Start with the first question that needs coding. In my experience, respondents answer more completely earlier in the survey, and then tend to shorten their answers to open-ends that come later in the survey. So start with the ones that give you the most data to work with.

  1. So the first step is to determine what kind of question you are dealing with. Are the responses truly from an open-end question or are they responses to “other, please specify” question? In the latter case, you are looking for answers that could be coded back into existing categories as well as additional categories that should be added. If they are true open-end questions with no existing responses, you’re starting from scratch. In either case, the process is generally the same, but you will probably end up with fewer new categories with an “other”-type question than with a true open-end. (A good rule of thumb is that no response category should account for less than 5% of individual responses.)
  2. Next – read the responses. Reading through the responses will help you get a feel for potential response categories. Depending on how many respondents you have, how many answered the question, and how long the verbatim responses are, you may choose to read only a sample of the responses. Try to read at least 100. If you are only reading a sample, select randomly through the data set so that you don’t get a bias with early responses vs. later responses.
  3. Based on your read, come up with some potential response categories. At this point, don’t worry about having “too many” categories. You will narrow them down later.
  4. Go back to the open-end responses and try coding them.
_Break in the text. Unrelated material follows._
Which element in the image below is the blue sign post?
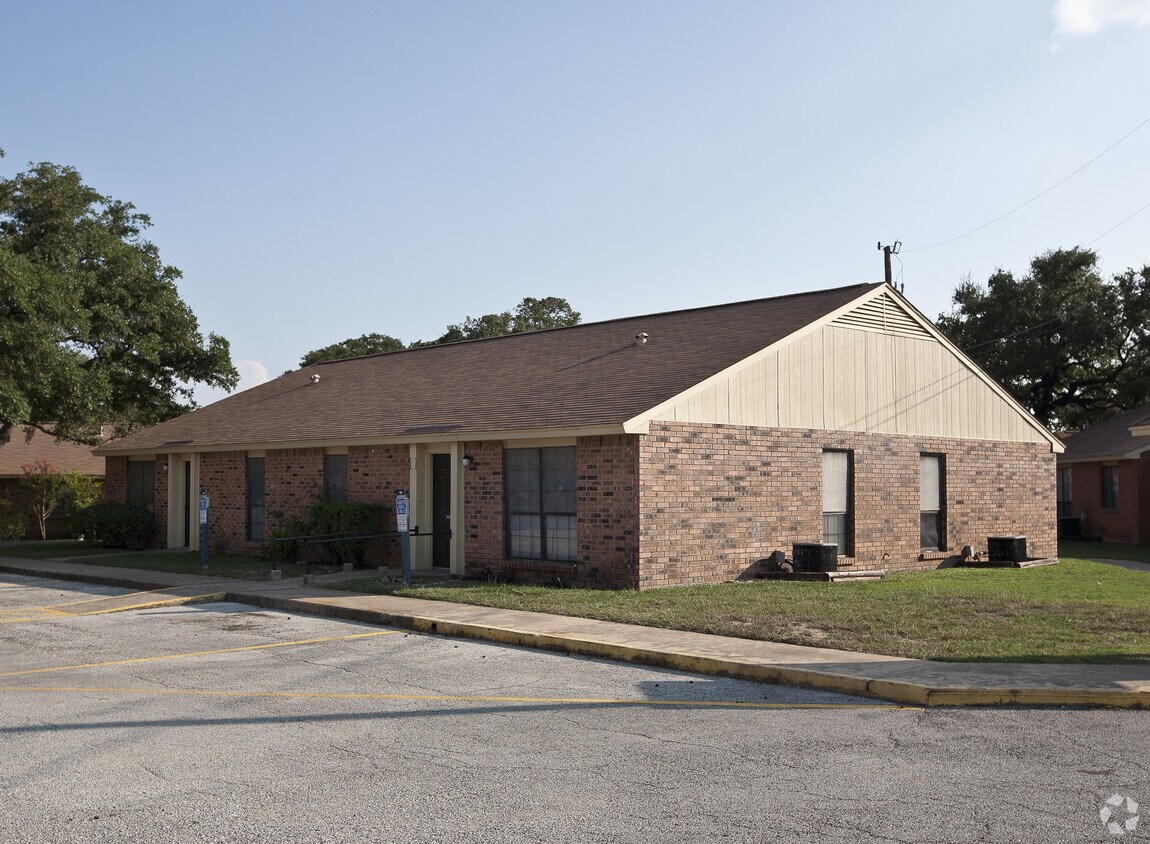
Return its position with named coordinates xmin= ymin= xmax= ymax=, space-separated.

You may find it necessary to add more codes. Once you have them all coded, try to narrow the list of categories by combining those that seem to be similar. Try not to have more than 10 categories, with no individual category receiving less than 5% of responses.
  5. Make sure all the responses are accounted for. Even if you end up with a few outliers in an “other” category, every response must go somewhere.
  6. Create accurate and unambiguous codes, so that anyone reading the report will understand what kinds of comments are included in the category. It might also be useful to include a more detailed explanation with some sample verbatim responses in the report.
  7. If a comment includes multiple topics, code it into multiple categories. Many times respondents put several comments into one answer. If only one of their answers is coded, the rest will be understated. (So, “Orange juice is delicious and nutritious” would be coded into both the “Delicious” and the “Nutritious” categories.)
  8. Sometimes it is valuable to categorize the codes further into positive, neutral and negative groups, but this is not always the case. Consider if this adds information or not before proceeding.
  9. Repeat as necessary.

Open-end question responses can be a very interesting source of information and many of Polaris’s clients like to receive verbatim reports (simply a word document with all of the verbatim responses laid out by question.) Additionally, when reporting on the coded open-end question, we will often pull out illustrative verbatim responses to draw additional attention to a key finding.  This “voice of the customer” can help bring your research report to life.


Debra Semans is the Senior Vice President for Polaris Marketing Research, with responsibility for Account Management, Marketing and Business Development. With more than 25 years of marketing experience, Debra brings rich and varied experience to her clients.